When specialist online investigator Greg Squire hit a dead end in the case of a 12 year old girl his team called Lucy, the breakthrough came from an unlikely source a brick.
Squire works for Homeland Security Investigations, part of the US Department of Homeland Security. His elite unit identifies children depicted in sexual abuse material circulating on the dark web, an encrypted part of the internet designed to conceal users identities.
In Lucy’s case, her abuser had carefully cropped images to remove identifying details. Investigators could only determine she was likely in North America based on visible electrical outlets. Even a request to Facebook for assistance in scanning family photos using facial recognition tools failed to produce results.
Refusing to give up, Squire’s team examined every detail in the images furniture, bedding and toys. A sofa visible in the background was traced to a regional seller, narrowing potential locations to tens of thousands of homes across 29 states.
The decisive clue came from an exposed brick wall in Lucy’s bedroom. Squire contacted the Brick Industry Association, which connected him to brick expert John Harp. Harp quickly identified the brick as a Flaming Alamo, manufactured only between the late 1960s and mid 1980s at a single plant in the American southwest.
Bricks are heavy, Harp explained, and rarely transported far. That insight allowed investigators to cross reference sofa buyers within a 100 mile radius of the factory, shrinking the list to a few dozen addresses.

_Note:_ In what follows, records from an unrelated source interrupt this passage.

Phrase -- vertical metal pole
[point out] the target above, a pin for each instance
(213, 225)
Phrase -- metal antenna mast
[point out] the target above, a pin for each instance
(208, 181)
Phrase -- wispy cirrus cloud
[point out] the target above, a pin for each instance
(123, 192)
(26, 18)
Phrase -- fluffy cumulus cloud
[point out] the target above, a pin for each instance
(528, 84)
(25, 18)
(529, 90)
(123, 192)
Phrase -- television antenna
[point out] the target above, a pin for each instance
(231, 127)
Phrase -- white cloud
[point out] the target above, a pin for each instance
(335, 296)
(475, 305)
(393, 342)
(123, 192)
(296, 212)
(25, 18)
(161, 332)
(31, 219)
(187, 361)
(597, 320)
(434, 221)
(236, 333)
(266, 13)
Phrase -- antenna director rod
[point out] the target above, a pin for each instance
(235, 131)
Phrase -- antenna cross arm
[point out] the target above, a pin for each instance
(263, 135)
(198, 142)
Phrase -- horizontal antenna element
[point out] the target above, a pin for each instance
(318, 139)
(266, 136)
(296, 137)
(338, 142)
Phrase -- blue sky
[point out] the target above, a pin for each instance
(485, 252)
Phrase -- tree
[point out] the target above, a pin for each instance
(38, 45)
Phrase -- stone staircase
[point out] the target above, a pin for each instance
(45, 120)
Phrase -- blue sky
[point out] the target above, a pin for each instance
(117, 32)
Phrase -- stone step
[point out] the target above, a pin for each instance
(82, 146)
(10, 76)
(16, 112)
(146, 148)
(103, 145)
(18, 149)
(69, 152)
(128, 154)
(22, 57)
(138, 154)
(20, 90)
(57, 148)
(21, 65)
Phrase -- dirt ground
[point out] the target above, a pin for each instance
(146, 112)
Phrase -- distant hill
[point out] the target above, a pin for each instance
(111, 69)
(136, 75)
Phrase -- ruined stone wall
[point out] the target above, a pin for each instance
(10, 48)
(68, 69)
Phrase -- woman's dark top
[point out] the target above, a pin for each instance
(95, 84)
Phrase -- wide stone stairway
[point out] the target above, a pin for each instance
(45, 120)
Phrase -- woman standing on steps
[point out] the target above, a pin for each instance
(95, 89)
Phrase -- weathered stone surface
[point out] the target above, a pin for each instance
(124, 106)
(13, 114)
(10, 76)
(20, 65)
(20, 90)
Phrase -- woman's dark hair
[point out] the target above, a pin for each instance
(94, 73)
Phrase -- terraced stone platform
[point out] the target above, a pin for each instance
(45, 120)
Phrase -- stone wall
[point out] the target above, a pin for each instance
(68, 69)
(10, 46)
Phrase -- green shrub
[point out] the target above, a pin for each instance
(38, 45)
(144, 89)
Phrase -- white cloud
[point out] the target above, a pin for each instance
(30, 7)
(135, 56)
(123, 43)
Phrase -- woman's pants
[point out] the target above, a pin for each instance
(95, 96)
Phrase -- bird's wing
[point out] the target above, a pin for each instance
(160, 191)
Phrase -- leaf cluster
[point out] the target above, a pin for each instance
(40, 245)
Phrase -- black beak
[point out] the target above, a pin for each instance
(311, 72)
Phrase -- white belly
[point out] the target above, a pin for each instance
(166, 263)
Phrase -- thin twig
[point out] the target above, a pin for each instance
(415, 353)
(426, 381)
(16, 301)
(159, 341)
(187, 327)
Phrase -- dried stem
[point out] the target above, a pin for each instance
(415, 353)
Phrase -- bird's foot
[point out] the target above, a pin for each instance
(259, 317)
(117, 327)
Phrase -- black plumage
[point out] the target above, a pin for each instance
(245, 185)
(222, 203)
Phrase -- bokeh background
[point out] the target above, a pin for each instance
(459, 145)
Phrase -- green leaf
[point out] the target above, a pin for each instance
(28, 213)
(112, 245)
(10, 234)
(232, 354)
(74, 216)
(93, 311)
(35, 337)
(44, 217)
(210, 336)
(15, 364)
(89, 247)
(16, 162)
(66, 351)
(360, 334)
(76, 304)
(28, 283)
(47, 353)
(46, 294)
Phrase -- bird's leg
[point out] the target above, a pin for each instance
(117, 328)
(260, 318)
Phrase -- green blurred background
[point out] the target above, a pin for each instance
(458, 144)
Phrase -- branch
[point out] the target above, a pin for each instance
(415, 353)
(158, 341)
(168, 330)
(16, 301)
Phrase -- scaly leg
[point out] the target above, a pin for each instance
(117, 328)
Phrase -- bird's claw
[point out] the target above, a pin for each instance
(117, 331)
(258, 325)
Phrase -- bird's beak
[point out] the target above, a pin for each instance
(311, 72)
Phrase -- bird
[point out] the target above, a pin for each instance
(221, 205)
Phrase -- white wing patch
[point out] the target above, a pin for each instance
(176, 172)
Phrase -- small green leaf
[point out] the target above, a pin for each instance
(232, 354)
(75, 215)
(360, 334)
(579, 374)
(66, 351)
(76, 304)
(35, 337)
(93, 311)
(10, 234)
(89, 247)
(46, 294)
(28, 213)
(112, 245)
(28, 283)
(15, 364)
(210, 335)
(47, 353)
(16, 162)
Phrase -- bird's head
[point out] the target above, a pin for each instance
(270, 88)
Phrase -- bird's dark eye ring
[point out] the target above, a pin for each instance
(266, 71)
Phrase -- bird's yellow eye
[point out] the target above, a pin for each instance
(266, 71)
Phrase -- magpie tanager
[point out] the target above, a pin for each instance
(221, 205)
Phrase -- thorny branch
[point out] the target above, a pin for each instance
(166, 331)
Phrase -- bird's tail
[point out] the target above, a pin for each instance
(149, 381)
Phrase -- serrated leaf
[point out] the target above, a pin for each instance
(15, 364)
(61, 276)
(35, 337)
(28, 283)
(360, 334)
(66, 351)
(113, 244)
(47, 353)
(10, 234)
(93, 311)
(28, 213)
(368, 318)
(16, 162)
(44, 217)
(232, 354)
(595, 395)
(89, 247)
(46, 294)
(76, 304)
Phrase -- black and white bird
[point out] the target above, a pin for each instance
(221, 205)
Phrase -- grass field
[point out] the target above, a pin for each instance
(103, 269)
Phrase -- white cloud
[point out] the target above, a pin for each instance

After analysing property records and social media, agents identified Lucy’s home and arrested her mother’s boyfriend, a convicted sex offender who had abused her for six years. He was later sentenced to more than 70 years in prison.
Years later, Squire met Lucy, now an adult. She told him she had been praying for the abuse to end. For Squire, the case remains a powerful reminder that even the smallest detail can save a life.